星之一角: Rails with threaded and multi-process server on Heroku

We have been using this setup for a while now, and I'm asked to write a
document for this. I think instead I'll simply write here as a blog post,
so that I could forward to anyone outside the company if I want to
share this setup.

You could also read my other mails which I sent to Heroku:
2238. 04-08 Regarding the recommended Ruby app server
2240. 04-13 Re: Regarding the recommended Ruby app server

A few points I want to make:

* We want requests and responses fully buffered.

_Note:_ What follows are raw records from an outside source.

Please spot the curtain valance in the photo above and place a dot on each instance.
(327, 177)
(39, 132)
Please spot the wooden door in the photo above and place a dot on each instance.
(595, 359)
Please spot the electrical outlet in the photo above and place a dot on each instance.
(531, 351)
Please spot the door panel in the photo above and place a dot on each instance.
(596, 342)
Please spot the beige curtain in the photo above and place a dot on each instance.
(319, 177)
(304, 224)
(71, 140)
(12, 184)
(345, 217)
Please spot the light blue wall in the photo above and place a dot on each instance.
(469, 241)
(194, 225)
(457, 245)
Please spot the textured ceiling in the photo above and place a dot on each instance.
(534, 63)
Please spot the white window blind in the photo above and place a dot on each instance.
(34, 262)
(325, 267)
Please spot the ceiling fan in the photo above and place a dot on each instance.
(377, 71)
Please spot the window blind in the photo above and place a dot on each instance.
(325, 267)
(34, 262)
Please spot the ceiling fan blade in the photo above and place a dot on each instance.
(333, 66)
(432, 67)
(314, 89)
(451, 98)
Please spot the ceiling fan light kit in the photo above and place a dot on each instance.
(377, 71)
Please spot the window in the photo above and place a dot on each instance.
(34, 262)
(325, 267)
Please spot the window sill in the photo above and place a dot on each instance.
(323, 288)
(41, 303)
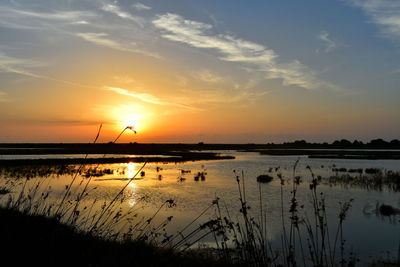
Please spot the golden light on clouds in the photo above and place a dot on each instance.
(135, 115)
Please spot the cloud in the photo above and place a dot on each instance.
(4, 98)
(330, 45)
(140, 6)
(122, 14)
(232, 49)
(384, 13)
(90, 24)
(54, 15)
(22, 66)
(103, 40)
(148, 98)
(207, 76)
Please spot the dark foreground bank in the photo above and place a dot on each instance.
(36, 240)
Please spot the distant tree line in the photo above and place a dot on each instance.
(343, 143)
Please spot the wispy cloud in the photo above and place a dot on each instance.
(140, 6)
(103, 39)
(207, 76)
(113, 8)
(148, 98)
(384, 13)
(232, 49)
(95, 23)
(4, 98)
(22, 67)
(330, 44)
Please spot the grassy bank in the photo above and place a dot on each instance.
(40, 240)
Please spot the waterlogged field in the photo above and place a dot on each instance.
(152, 193)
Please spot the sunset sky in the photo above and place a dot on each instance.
(190, 71)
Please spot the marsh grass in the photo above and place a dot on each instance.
(372, 180)
(307, 238)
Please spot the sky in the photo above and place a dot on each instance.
(189, 71)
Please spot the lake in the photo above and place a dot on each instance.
(367, 233)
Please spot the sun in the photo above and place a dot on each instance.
(130, 115)
(131, 120)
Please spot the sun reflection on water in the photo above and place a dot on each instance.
(131, 170)
(132, 187)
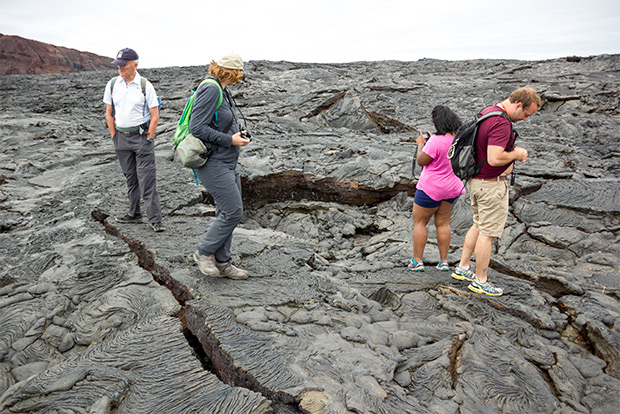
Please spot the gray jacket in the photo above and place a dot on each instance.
(203, 124)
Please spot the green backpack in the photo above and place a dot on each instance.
(183, 127)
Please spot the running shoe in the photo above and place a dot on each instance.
(462, 274)
(231, 271)
(485, 287)
(443, 266)
(415, 266)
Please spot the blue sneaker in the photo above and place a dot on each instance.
(462, 274)
(415, 266)
(442, 266)
(485, 287)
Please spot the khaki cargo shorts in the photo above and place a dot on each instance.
(489, 203)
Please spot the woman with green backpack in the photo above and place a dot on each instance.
(214, 121)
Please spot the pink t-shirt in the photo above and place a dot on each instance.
(437, 179)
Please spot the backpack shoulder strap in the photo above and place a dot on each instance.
(503, 114)
(493, 113)
(211, 80)
(143, 85)
(113, 82)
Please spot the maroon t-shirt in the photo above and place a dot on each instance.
(495, 130)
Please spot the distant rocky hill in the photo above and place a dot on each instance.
(26, 56)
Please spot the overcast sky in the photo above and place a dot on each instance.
(188, 32)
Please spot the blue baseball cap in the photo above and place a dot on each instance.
(125, 55)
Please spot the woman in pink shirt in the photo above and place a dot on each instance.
(437, 188)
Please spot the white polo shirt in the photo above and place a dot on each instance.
(130, 108)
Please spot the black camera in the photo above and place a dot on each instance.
(246, 134)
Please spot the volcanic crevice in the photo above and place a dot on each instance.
(295, 186)
(204, 344)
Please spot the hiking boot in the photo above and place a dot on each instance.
(129, 219)
(462, 274)
(206, 264)
(442, 266)
(231, 271)
(415, 266)
(157, 227)
(485, 287)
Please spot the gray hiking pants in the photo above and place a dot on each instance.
(224, 185)
(137, 158)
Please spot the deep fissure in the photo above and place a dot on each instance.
(182, 294)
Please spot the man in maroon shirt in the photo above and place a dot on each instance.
(489, 189)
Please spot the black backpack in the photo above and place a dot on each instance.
(462, 153)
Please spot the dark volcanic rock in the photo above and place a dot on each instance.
(107, 318)
(19, 55)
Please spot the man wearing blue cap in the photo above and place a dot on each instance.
(132, 115)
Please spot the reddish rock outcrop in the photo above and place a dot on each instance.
(26, 56)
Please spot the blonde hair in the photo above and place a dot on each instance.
(224, 74)
(526, 96)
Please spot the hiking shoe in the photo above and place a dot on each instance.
(157, 227)
(462, 274)
(231, 271)
(415, 266)
(443, 266)
(128, 219)
(206, 264)
(485, 287)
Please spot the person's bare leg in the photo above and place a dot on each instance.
(442, 225)
(469, 245)
(484, 245)
(421, 216)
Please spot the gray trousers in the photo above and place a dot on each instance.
(224, 185)
(137, 158)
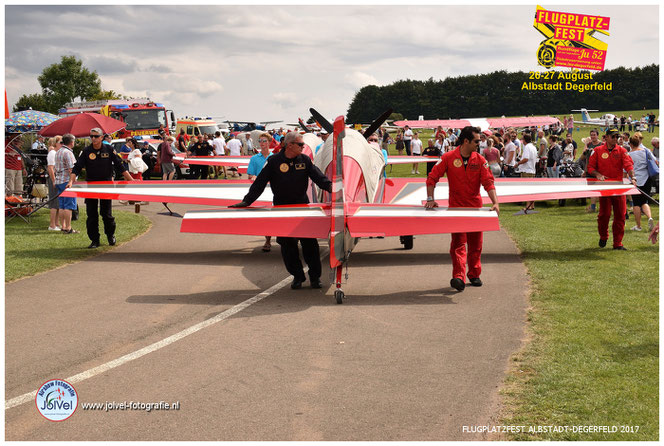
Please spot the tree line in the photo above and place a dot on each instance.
(500, 93)
(64, 82)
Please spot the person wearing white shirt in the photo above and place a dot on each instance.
(416, 146)
(527, 165)
(220, 150)
(407, 138)
(235, 149)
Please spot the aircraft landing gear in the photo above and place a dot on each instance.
(338, 293)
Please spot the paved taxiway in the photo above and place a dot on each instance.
(404, 358)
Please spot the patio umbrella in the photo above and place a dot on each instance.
(79, 125)
(28, 121)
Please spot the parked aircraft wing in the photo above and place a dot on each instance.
(204, 192)
(412, 191)
(215, 160)
(300, 220)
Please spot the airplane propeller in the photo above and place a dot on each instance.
(377, 123)
(329, 128)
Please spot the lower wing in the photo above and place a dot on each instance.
(205, 192)
(300, 220)
(412, 191)
(372, 220)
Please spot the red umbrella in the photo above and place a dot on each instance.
(79, 125)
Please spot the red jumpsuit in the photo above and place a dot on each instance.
(464, 191)
(611, 163)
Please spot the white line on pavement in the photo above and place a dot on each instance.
(157, 345)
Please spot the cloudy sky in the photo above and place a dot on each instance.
(274, 62)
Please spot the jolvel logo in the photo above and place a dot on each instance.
(570, 40)
(56, 400)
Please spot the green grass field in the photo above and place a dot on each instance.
(30, 248)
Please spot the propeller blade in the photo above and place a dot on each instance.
(329, 128)
(304, 127)
(377, 123)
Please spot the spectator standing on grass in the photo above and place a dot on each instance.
(53, 203)
(431, 150)
(64, 163)
(643, 182)
(399, 145)
(528, 164)
(416, 147)
(407, 138)
(553, 157)
(14, 167)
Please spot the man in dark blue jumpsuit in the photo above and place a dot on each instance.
(288, 173)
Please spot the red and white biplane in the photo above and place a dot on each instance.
(363, 202)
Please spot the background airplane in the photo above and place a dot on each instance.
(600, 122)
(482, 123)
(364, 203)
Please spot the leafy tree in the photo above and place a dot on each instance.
(34, 101)
(65, 81)
(107, 94)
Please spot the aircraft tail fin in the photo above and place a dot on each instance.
(338, 223)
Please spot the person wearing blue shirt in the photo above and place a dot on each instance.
(256, 164)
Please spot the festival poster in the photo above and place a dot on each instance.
(171, 336)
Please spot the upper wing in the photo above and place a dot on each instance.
(482, 123)
(411, 159)
(206, 192)
(387, 220)
(412, 191)
(300, 220)
(215, 160)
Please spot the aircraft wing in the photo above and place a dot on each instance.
(482, 123)
(215, 160)
(411, 159)
(371, 220)
(204, 192)
(412, 191)
(299, 220)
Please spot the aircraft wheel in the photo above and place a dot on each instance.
(407, 241)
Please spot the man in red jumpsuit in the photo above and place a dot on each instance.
(607, 163)
(466, 169)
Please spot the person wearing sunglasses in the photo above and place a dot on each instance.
(99, 161)
(607, 163)
(466, 170)
(288, 173)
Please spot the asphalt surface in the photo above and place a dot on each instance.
(405, 357)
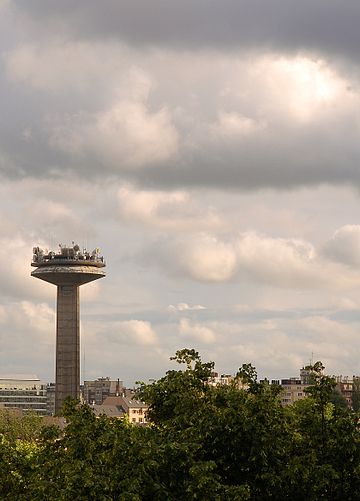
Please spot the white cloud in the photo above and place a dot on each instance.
(344, 245)
(125, 136)
(196, 332)
(185, 307)
(166, 210)
(136, 332)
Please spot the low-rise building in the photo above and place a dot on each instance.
(133, 408)
(95, 392)
(23, 392)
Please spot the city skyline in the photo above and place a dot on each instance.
(212, 151)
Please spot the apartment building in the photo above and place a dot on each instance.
(23, 392)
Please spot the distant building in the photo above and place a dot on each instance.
(223, 379)
(50, 398)
(133, 408)
(293, 390)
(345, 386)
(95, 392)
(23, 392)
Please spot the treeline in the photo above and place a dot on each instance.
(204, 443)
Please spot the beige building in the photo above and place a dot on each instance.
(134, 409)
(23, 392)
(293, 390)
(95, 392)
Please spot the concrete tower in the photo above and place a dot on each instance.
(67, 269)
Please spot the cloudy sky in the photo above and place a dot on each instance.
(211, 150)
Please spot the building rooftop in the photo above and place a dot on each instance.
(71, 256)
(19, 377)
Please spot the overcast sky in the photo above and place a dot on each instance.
(211, 150)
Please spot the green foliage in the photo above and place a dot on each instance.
(210, 442)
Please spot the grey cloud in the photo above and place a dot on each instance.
(330, 26)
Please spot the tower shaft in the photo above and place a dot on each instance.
(67, 377)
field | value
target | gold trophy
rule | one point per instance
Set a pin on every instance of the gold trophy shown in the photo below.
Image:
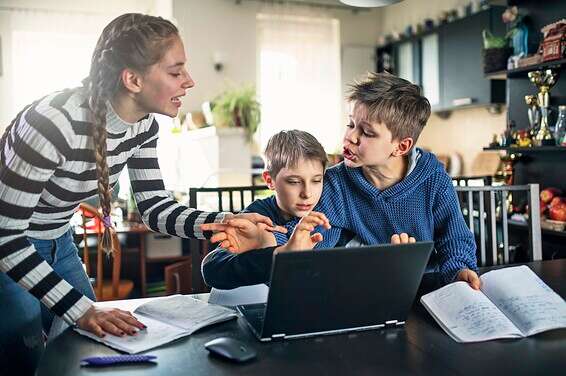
(544, 81)
(534, 114)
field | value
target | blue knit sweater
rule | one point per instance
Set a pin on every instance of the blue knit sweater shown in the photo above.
(424, 204)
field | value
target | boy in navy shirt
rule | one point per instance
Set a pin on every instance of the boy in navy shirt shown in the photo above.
(387, 186)
(295, 165)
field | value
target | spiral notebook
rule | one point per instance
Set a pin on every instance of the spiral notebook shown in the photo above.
(167, 319)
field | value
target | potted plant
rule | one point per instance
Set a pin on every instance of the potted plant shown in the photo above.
(496, 51)
(238, 107)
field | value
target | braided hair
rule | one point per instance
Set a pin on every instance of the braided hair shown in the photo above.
(134, 41)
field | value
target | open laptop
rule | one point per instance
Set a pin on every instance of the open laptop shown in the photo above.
(338, 290)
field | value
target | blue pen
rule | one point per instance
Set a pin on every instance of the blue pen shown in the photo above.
(99, 361)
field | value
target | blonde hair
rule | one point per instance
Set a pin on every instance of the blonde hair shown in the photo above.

Heroku didn't do this.

* We want multi-threads to reduce memory usage comparing to multi-processes,
saving us some (might be a lot) money.

* If memories aren't an issue, we would also like multi-processes in order
to utilize CPU resources on a Ruby VM which has GVL. Or, since Rainbows!
seems much more tested than Zbatery, using Rainbows! is still better than
using Zbatery.

* There's no easy way to setup custom database.yml on Heroku, so we'll need
some hacks for it. Heroku's document is a bit wrong. I'll cover this later.

* We might be running out of Postgres connections soon, using PgBouncer
could probably help. We're not yet using this because it's experimental on
Heroku, but we might need it later as we scale.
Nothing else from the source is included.